Cepagro conversa sobre direito à alimentação no serviço de proteção social básica

A convite do Centro de Referência em Assistência Social (CRAS) Canasvieiras, o Cepagro colaborou na revitalização da Horta do Centro de Saúde de Canasvieiras. A atividade aconteceu como uma oficina do Chá de Direitos, que toda primeira sexta-feira do mês reúne mulheres usuárias do CRAS para participar de uma oficina e discutir sobre direitos sociais. No último dia 7, o tema da conversa foi o Direito à Alimentação e a agrônoma Aline de Assis e o presidente do Cepagro, Eduardo Rocha, foram contribuir com o debate.

O convite veio da assistente social do CRAS, Simone Serafim Corrêa e da graduanda em Serviço Social pela UFSC, Maria Eduarda Libano, que estagia no local. Foi Maria Eduarda quem iniciou a conversa apresentando um panorama da fome no Brasil. Ela demonstrou em gráfico que em 2014 o Brasil saiu do Mapa da Fome, mas que nos últimos anos o número de pessoas sem acesso a alimentos de forma regular e suficiente voltou a crescer e o retorno à lista de países em que a insegurança alimentar é problemática pode se tornar realidade.
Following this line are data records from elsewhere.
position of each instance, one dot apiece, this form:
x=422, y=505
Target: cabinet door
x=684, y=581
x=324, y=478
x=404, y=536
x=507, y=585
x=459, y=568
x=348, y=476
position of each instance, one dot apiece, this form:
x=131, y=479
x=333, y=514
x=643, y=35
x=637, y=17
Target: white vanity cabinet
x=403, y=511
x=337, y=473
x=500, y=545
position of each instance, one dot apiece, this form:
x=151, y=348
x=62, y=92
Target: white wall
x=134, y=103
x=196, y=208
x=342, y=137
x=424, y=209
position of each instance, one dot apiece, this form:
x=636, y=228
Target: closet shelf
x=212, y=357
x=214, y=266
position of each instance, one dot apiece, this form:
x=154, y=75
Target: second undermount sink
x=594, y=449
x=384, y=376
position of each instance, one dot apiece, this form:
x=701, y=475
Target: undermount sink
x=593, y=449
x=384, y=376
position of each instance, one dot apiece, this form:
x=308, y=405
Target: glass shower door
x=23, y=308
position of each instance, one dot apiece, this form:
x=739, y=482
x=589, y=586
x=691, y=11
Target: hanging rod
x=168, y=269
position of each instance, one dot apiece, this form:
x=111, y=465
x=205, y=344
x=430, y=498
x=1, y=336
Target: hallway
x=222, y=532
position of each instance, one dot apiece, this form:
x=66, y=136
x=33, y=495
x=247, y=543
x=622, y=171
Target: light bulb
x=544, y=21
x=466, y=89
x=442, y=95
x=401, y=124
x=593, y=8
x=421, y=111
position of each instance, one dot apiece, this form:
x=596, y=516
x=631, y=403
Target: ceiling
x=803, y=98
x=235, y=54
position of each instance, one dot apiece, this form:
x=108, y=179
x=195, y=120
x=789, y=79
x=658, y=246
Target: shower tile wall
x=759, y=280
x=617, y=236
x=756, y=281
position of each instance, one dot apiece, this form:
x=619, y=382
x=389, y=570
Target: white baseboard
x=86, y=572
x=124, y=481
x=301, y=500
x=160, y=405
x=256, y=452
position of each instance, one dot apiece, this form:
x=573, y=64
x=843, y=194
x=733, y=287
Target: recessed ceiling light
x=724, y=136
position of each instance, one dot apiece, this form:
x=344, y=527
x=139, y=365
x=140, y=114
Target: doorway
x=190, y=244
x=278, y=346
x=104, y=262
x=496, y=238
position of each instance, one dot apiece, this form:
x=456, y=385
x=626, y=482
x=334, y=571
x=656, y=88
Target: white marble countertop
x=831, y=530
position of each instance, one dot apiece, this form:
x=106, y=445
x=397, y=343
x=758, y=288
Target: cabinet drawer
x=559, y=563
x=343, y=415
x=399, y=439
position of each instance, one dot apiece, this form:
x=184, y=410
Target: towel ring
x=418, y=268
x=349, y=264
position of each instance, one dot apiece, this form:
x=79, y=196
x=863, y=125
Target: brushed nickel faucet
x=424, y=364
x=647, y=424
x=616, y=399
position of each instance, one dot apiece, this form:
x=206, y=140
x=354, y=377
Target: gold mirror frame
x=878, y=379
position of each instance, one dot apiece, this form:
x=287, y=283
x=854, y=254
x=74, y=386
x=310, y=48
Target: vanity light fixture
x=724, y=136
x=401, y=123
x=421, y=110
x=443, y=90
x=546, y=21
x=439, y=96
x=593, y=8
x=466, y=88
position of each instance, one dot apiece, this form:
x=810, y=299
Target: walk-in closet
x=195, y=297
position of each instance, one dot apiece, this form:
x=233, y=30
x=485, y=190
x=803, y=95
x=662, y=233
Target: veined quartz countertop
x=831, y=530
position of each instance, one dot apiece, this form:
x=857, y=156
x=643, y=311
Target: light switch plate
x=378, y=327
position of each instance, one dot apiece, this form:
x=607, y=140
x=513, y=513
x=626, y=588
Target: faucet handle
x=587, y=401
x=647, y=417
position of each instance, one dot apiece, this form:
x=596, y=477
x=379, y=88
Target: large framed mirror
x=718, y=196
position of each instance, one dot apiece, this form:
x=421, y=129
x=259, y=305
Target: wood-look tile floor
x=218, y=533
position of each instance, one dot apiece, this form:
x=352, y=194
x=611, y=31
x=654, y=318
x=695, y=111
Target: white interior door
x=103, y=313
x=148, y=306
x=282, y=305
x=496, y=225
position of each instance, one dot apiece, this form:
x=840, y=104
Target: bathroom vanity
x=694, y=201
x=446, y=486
Maria Eduarda estagia no CRAS Canasvieiras desde março do ano passado e conta que diariamente aparecem no centro pessoas pedindo por alimento: “é em praticamente todo atendimento”, conta. O CRAS Canasvieiras atende anualmente cerca de 5 mil famílias e, por trabalhar com pessoas em situação de vulnerabilidade, pode oferecer até 7 cestas básicas por mês. No entanto, como aponta a assistente social Simone Serafim Corrêa, “a cesta básica funciona como um paliativo, ela não resolve o problema social que é o desemprego”.

Simone confirma o aumento da demanda por alimentação no CRAS, que é diário. Ela explica que o CRAS, enquanto serviço de proteção social básica, pode e deve tratar da Insegurança Alimentar, já que a Política Nacional de Segurança Alimentar e Nutricional é uma política transversal. Pensando nisso, durante a conversa que iniciou a oficina, Eduardo Rocha lembrou que a alimentação só se tornou um direito garantido na constituição em 2010 e, já que é um direito, o Estado tem o dever de garantir que todas e todos os/as cidadãos/ãs brasileiros/as se alimentem adequadamente.

Como a proposta do Chá de Direitos é justamente conversar sobre nossas garantias constitucionais, Eduardo apresentou os programas do governo que de fato tratam a alimentação como direito. É o caso do Programa Nacional de Alimentação Escolar (PNAE), que repassa às escolas municipais, estaduais e federais um valor para ser aplicado na alimentação e em ações de educação alimentar e nutricional a estudantes.

O PNAE estabelece que 30% do valor repassado deve ser investido na compra direta de produtos da agricultura familiar, medida que estimula também o desenvolvimento econômico e sustentável das comunidades. Durante sua fala, Eduardo Rocha lembrou que 70% da nossa comida vem da agricultura familiar, por isso nada mais justo do que investir no setor.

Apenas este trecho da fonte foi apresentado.